Regarding their knowledge of the IOM report, 64% were “not at all” or “not very” familiar with the report, whereas only 34% were “somewhat” or “very” familiar with it, she reported.

It is important to note that only 12% reported that someone in their work setting had communicated or taken action based on the IOM recommendations. Forty-two percent had not taken action, and 41% were unsure if any action had been taken.

The responsibility for the provision of psychosocial health services typically fell to a social worker (43%), followed by a nurse (17%), an advanced practice nurse (17%), a behavioral health professional (9%), a physician (3%), a pastor or spiritual care counselor (3%), or another individual (7%).

The nurses used a variety of methods for assessing and identifying the psychosocial issues and needs of their patients, but discussion with the patient was by far the most common (Table 2). Thirty-six percent said they applied evidence-based resources for psychosocial care to their practices.
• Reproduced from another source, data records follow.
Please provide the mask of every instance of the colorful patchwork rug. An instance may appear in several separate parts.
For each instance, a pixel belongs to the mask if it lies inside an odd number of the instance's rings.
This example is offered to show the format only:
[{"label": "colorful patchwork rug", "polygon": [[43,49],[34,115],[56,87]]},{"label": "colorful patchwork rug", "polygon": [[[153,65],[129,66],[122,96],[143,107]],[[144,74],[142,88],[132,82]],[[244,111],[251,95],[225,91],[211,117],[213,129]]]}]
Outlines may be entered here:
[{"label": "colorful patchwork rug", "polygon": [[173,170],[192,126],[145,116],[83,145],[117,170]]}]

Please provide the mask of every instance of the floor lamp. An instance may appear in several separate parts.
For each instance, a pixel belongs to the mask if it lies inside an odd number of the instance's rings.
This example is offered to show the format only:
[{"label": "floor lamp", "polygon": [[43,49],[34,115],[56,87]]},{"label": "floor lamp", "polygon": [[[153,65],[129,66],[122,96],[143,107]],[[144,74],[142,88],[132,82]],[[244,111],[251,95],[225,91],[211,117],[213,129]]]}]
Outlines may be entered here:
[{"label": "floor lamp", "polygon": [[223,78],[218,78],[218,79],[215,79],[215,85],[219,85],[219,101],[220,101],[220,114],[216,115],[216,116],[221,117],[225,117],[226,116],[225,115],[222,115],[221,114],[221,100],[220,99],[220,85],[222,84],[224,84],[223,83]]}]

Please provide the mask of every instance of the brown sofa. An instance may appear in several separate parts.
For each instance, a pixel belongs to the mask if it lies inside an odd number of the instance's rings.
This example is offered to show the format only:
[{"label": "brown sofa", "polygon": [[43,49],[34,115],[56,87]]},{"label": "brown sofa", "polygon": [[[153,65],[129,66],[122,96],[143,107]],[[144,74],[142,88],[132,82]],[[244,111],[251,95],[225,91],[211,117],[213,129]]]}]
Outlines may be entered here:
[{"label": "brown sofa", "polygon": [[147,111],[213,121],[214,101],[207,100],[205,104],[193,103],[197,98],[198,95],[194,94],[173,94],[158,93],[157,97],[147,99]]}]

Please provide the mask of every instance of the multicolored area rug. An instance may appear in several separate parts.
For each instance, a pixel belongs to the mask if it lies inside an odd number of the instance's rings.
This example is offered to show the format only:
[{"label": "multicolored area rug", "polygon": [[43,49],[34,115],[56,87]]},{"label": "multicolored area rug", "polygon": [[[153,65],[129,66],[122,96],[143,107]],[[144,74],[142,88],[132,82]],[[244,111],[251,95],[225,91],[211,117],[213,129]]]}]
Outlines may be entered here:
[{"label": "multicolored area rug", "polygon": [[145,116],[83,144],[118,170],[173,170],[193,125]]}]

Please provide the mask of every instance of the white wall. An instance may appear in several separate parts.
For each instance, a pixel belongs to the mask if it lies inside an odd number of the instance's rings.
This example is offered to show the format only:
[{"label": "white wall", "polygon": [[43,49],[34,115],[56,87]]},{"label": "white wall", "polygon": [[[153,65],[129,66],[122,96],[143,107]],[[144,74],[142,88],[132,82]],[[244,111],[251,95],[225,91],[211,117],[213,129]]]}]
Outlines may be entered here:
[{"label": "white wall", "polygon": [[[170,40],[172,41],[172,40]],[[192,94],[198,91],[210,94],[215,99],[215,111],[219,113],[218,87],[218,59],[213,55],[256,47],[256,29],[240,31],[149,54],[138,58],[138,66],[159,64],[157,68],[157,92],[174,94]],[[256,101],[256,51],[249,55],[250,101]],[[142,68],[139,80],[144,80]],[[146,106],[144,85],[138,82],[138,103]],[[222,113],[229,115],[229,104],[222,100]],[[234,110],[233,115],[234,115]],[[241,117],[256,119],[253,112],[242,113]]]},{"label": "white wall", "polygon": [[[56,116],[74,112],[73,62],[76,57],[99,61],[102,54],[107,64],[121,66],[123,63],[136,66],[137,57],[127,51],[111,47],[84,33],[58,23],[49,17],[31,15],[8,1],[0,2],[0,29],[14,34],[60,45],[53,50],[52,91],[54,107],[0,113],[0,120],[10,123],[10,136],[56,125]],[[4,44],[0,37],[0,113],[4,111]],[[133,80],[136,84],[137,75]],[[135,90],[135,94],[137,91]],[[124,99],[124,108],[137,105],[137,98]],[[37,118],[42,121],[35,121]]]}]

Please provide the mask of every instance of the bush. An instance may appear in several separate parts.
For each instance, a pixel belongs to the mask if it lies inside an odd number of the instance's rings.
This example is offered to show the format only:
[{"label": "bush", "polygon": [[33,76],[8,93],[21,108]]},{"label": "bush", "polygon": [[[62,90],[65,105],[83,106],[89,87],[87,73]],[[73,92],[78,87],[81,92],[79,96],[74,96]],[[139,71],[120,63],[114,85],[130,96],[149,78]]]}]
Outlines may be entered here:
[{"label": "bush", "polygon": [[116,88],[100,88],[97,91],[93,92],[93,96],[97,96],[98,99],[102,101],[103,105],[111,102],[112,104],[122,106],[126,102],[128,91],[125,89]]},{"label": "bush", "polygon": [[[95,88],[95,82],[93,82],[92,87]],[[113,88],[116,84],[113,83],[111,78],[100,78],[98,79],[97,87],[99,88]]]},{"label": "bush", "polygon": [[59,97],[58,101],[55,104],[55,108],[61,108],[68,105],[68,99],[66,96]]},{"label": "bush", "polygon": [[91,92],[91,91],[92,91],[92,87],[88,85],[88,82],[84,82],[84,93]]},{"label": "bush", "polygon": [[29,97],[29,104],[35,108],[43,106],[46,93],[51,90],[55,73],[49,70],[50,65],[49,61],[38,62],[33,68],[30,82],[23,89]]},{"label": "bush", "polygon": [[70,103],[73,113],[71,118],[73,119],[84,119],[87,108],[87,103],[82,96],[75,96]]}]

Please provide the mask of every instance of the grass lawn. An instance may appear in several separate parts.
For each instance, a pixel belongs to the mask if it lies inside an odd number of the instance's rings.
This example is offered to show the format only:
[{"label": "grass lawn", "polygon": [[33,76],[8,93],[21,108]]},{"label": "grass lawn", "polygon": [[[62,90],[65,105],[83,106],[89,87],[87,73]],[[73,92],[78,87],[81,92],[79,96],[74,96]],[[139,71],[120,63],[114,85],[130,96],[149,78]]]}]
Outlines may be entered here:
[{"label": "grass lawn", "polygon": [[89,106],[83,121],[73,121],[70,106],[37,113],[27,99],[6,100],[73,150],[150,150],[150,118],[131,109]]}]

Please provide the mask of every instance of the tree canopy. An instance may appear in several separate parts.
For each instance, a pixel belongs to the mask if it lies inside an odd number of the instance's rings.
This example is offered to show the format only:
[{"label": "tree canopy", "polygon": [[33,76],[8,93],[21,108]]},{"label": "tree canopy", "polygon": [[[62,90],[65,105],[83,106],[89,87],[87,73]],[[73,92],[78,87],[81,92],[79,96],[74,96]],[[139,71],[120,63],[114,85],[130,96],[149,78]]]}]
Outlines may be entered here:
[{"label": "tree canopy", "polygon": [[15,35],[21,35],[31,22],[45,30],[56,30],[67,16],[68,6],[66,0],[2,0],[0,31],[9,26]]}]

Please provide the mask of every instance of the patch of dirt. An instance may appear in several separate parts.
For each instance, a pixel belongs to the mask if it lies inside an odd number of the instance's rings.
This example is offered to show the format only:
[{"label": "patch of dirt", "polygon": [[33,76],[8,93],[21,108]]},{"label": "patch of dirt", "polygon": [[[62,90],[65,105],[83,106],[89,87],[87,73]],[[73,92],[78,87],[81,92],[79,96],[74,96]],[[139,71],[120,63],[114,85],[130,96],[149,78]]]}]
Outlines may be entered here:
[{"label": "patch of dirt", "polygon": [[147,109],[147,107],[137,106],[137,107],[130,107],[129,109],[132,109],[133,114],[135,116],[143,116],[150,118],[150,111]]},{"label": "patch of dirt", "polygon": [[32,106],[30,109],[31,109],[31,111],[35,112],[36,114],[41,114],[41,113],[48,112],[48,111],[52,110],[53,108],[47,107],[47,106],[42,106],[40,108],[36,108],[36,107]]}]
“They used a variety of assessments, but the best evidence for this is from the NCCN [National Comprehensive Cancer Network], which developed the Distress Thermometer. This incorporates symptomatology, spirituality, economics, transportation, and other elements of stress and coping. Only 13% were using this,” Gosselin pointed out.

Perhaps some of the insufficiency in psychosocial service can be attributed to the multiple barriers faced by healthcare providers, including lack of time at work (49%), lack of patient and family access to providers (41%), lack of insurance coverage or high cost of services (41%), and lack of community resources (29%), she added.

“The key barriers were related to having time to assess and provide these services, to lack of insurance coverage, and to access to suitable providers,” she noted. “We know that the bulk of cancer patients are not treated in academic medical centers like ours. If you are a rural healthcare provider, do you have someone to refer these patients to? This is another important issue.”

Only 20% cited a lack of experience in assessment or screening tools for distress as a barrier to the delivery of psychosocial care.

These results were incorporated into a 3-year plan that has been submitted to the ONS, which includes recommendations for advocacy, education, and research related to the integration of evidence-based practices into psychosocial care delivery.